В первом блоке что-то печатается. Это что-то s? s "\ n" $ 0: $ 0
. Это означает, что «если s
не равно нулю (или не задано), используйте s
и добавьте к нему новую строку, за которой следует вся текущая строка, в противном случае просто используйте всю текущую строку ". В этой программе s
будет частично прочитанной последовательностью, принадлежащей последней обработанной строке заголовка, и когда программа попадает в строку заголовка, этот оператор print
выводит последнюю последовательность ( которая теперь завершена), если таковая была, а затем новая строка заголовка на новой строке.

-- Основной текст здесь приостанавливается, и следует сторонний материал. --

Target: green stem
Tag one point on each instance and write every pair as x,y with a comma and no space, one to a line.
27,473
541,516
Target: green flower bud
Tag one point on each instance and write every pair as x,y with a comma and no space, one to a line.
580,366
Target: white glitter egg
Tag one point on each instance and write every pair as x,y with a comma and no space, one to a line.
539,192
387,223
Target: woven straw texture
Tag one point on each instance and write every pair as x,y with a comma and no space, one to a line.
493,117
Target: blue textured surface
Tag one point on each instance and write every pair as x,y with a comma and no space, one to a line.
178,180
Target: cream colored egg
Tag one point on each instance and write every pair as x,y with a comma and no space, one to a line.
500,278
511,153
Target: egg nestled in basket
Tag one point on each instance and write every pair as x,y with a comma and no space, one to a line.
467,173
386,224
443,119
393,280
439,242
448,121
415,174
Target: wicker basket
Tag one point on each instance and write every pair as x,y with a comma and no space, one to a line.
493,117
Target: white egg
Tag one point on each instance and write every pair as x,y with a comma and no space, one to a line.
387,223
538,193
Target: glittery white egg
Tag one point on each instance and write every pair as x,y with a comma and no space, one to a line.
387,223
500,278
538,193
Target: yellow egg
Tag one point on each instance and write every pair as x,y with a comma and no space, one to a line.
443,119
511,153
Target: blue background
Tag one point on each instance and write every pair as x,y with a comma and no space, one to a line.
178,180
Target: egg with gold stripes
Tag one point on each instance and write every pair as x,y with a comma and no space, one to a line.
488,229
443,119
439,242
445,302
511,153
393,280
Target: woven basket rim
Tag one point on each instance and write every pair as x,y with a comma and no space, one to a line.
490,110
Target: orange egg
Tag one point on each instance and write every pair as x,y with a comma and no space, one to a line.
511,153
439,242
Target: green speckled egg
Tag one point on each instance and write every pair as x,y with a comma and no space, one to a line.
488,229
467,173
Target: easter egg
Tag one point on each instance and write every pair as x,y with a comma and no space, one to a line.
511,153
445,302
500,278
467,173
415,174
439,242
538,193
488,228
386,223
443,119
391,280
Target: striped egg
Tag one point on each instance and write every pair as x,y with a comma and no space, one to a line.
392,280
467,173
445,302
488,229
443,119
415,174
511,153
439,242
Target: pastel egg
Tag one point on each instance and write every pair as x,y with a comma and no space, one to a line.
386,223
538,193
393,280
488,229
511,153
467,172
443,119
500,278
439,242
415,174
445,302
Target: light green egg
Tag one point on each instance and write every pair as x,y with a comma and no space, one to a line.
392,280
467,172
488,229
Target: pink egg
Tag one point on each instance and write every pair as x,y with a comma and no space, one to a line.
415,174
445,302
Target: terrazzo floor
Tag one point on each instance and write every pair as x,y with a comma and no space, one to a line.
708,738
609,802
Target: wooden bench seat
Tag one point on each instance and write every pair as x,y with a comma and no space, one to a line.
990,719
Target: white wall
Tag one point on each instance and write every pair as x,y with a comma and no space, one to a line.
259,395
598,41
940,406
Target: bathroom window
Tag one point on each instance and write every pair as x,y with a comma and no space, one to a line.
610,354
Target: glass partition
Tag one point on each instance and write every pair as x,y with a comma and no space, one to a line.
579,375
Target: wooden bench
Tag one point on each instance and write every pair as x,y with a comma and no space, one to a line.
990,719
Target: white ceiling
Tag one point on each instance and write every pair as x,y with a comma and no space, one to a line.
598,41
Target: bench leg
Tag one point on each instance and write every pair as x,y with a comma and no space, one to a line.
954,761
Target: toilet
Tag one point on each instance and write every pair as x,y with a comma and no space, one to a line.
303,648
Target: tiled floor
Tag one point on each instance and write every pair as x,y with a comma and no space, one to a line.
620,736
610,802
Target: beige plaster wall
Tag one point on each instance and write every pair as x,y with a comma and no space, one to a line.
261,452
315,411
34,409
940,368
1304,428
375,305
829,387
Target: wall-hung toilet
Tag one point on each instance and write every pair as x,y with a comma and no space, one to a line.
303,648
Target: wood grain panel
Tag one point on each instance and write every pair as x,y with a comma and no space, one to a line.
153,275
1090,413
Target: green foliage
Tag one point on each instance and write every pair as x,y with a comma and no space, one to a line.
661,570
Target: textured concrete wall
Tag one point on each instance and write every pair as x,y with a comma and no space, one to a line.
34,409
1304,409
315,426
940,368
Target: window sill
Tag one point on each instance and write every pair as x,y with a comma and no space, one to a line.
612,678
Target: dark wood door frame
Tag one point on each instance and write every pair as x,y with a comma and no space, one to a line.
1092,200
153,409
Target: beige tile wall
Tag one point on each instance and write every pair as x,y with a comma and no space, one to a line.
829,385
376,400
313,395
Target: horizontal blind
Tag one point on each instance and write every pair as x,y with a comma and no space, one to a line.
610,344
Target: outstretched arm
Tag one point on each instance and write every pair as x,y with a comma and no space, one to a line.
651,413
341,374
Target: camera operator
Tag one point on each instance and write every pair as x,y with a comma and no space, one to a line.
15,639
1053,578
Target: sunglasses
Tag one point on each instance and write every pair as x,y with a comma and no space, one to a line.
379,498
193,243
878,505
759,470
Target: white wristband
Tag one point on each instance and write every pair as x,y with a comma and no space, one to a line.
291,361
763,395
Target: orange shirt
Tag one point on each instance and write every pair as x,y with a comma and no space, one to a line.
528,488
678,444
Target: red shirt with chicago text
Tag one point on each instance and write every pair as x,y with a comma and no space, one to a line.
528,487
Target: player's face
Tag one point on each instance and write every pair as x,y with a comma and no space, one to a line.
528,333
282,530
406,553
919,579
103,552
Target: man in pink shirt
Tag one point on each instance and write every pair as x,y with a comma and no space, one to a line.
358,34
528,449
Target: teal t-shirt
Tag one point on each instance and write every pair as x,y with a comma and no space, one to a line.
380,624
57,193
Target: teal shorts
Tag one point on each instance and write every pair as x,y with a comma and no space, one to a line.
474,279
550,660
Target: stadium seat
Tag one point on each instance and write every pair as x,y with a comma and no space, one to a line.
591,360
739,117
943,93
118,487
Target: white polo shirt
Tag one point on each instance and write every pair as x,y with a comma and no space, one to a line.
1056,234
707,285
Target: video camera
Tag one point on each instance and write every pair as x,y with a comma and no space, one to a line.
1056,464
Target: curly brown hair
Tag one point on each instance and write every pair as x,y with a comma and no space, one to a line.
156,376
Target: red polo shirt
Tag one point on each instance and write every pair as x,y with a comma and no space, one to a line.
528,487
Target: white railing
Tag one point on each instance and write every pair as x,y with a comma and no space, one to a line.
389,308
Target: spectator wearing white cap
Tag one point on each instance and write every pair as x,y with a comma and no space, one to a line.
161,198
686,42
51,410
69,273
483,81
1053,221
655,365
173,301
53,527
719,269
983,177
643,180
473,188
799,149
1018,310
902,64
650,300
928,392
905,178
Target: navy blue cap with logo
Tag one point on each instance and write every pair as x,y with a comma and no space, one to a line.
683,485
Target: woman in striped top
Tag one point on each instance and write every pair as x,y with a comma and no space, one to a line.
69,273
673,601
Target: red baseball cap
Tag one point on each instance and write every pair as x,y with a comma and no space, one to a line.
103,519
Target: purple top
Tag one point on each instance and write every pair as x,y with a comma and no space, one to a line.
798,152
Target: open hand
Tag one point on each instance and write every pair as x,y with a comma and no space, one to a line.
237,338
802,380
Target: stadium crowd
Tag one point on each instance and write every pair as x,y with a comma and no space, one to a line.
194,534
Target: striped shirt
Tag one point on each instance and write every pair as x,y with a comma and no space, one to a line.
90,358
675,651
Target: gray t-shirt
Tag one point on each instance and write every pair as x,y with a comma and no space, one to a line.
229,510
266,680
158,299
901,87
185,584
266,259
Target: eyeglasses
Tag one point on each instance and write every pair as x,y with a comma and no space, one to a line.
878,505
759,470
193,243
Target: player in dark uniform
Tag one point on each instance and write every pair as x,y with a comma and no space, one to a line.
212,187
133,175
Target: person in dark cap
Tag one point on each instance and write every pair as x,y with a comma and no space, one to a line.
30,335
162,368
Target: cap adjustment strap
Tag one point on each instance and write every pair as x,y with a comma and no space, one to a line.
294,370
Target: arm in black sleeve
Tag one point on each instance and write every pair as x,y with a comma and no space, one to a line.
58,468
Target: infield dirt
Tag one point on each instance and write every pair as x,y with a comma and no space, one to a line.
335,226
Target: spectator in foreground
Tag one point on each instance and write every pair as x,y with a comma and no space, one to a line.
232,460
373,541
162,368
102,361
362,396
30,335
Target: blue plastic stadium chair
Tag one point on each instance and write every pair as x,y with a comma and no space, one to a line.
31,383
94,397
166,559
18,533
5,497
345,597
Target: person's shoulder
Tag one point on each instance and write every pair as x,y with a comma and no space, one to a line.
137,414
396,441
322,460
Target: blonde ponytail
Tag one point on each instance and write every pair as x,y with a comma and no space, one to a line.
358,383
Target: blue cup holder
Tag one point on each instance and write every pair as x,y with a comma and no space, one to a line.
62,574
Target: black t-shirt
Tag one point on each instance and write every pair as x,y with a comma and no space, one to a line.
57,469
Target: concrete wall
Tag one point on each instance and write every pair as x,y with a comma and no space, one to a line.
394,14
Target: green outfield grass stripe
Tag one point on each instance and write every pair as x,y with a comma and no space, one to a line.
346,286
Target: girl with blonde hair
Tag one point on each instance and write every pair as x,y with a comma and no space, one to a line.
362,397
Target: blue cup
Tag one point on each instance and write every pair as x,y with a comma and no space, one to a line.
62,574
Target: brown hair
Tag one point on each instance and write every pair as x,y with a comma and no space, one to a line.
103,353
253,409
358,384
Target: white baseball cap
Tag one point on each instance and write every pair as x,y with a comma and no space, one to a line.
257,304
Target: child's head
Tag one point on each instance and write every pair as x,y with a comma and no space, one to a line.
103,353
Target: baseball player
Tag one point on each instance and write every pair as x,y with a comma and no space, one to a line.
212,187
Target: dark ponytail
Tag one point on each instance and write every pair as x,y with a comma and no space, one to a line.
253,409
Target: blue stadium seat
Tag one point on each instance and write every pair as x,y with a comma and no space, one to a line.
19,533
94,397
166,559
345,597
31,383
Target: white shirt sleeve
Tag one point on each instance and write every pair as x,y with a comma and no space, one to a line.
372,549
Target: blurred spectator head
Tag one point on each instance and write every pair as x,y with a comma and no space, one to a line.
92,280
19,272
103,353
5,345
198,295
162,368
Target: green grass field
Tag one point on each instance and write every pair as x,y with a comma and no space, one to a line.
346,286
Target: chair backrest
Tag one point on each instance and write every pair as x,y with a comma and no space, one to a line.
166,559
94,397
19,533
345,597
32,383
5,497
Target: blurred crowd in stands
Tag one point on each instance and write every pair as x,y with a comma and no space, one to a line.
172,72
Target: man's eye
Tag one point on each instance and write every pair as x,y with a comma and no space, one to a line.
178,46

Затем блок устанавливает s
в пустую строку (мы еще не читали никакой последовательности, принадлежащей этому заголовку), и мы переходим к следующей строке ввода.
Следующий блок выполняется для всех строк ввода (но не для строк заголовка, поскольку они будут пропущены из-за следующего
в предыдущем блоке). Он просто добавляет текущую строку к s
.Используется sprintf
, но я не совсем уверен, почему ( s = s $ 0
, вероятно, тоже будет работать).
Последний блок будет выполнен после прочтения всех строк ввода. Он напечатает последовательность, принадлежащую последней строке заголовка, если таковая была.
Резюме:
Сценарий awk
объединяет все отдельные строки последовательности, сохраняя их в переменной. Когда строка заголовка найдена, он выводит прочитанную последовательность вместе с новым заголовком в отдельной строке. В конце выводится последовательность, принадлежащая последнему заголовку.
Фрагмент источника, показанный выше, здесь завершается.